Submitted by: Eileen Marshall
Serving Size: 8/10
|3 filets||chicken breast filets sauteed in oil (or 3 cups cooked chicken)|
|2 package||refrigerator biscuits|
|3 cups||shredded cheese, any flavor, divided|
|1 1/2 cups||peas, frozen|
|3||green onions, chopped|
|1 can||cream of celery soup, undiluted|
|1 1/2 cups||sour cream|
|to taste||salt and pepper|
- Preheat oven to 350˚F. Cut up chicken in bite size pieces and sauté in oil. Set aside. In large bowl, mix the sour cream until smooth. Add the beaten eggs ½ cup at a time and mix until blended. Add cream of celery soup, mixing until well blended. Add the cooked chicken, corn, onions, and mushrooms and mix well. Add the peas and cheese (reserving at least ½ cup of the cheese for the top) and gently mix in.
- Pour mixture into a greased 10 x 14 pan.

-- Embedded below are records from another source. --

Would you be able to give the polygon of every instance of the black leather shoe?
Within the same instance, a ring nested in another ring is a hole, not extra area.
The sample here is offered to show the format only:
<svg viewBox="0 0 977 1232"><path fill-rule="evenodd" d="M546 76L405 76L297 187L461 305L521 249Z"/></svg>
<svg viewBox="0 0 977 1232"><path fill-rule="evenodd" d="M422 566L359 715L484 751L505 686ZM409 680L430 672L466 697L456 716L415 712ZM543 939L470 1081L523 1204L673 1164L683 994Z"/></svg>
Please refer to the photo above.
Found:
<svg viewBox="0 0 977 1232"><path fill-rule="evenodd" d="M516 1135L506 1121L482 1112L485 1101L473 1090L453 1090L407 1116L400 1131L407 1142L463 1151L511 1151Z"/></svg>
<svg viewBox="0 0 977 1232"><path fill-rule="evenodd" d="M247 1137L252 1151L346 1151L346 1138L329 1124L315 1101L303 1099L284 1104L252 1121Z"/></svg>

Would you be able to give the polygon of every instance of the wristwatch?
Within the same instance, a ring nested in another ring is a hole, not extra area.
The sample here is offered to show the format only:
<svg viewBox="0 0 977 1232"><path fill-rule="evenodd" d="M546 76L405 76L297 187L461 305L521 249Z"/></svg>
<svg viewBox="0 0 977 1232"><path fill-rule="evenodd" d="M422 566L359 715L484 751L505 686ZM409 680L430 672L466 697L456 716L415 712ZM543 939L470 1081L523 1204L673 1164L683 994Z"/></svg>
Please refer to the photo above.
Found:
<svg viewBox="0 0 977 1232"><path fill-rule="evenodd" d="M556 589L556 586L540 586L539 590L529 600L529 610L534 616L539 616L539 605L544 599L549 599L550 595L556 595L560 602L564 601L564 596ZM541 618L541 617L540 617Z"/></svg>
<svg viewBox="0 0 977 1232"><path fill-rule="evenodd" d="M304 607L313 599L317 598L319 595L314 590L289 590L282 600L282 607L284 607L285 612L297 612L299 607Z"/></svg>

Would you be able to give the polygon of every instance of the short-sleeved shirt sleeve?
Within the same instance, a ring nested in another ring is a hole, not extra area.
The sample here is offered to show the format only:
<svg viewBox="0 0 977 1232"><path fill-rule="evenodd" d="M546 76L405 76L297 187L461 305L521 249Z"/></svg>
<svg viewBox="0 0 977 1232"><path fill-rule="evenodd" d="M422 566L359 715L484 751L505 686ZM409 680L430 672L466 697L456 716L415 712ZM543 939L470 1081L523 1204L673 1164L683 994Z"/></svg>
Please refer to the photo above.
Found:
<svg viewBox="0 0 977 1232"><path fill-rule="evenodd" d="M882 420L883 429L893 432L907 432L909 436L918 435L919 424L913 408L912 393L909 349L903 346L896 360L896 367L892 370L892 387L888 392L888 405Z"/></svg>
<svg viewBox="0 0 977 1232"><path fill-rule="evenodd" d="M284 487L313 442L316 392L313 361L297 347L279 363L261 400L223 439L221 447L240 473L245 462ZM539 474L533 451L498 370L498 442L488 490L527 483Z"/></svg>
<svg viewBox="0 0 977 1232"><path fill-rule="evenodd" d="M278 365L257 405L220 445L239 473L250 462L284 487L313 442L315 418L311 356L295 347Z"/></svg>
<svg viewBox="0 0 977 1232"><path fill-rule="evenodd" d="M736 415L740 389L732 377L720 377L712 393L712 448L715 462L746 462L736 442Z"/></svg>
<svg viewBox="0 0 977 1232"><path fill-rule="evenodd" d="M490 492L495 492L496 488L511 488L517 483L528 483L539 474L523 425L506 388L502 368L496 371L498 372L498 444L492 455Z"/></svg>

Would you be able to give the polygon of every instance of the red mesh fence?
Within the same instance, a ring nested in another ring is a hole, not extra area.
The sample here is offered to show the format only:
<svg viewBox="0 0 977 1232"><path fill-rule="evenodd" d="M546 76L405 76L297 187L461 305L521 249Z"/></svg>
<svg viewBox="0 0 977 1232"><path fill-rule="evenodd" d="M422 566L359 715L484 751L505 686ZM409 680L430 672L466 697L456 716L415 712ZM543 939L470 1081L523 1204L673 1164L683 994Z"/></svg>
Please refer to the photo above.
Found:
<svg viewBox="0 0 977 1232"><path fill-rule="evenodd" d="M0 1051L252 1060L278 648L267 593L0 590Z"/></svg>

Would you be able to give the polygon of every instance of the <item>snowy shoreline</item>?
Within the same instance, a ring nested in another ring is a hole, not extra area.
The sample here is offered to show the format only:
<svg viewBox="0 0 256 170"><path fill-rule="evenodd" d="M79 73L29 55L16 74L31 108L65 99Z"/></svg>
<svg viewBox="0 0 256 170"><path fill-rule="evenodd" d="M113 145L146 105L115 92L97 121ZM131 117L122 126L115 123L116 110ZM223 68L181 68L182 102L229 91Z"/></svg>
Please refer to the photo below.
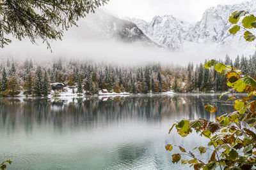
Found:
<svg viewBox="0 0 256 170"><path fill-rule="evenodd" d="M75 91L77 91L77 89L74 89ZM69 99L73 98L83 98L83 97L99 97L100 98L103 97L118 97L118 96L131 96L134 95L152 95L152 94L163 94L163 95L173 95L176 93L172 91L168 91L166 92L159 92L159 93L148 93L148 94L132 94L129 92L102 92L101 91L99 92L98 94L94 95L86 95L84 94L77 94L73 93L72 89L69 89L67 92L61 92L58 94L58 96L54 96L54 91L51 90L51 94L49 94L47 96L34 96L32 95L26 96L24 94L24 91L22 91L19 94L14 96L8 96L3 97L47 97L49 99Z"/></svg>

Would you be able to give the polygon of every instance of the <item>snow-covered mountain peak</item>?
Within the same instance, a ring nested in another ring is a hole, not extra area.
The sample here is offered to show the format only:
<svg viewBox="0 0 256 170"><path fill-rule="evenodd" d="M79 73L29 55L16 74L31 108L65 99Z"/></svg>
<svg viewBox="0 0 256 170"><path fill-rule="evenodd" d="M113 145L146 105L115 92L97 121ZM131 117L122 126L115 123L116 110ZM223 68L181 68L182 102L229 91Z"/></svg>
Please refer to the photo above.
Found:
<svg viewBox="0 0 256 170"><path fill-rule="evenodd" d="M217 46L228 46L236 48L237 44L252 45L245 42L243 32L232 35L228 29L232 26L229 16L235 11L246 10L256 13L256 1L244 1L233 5L218 5L205 10L202 20L189 23L172 15L156 16L150 22L138 18L130 19L152 40L170 50L182 48L185 41L217 44Z"/></svg>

Arrange the biscuits on top of the mixture, gently pushing each one down halfway into the mixture. Sprinkle with the remaining cheese.
- Bake for 35 minutes, then cover and bake at 370˚F until the mixture is done, about 30 to 35 minutes more or until all liquid has been absorbed. Serve warm with fruit.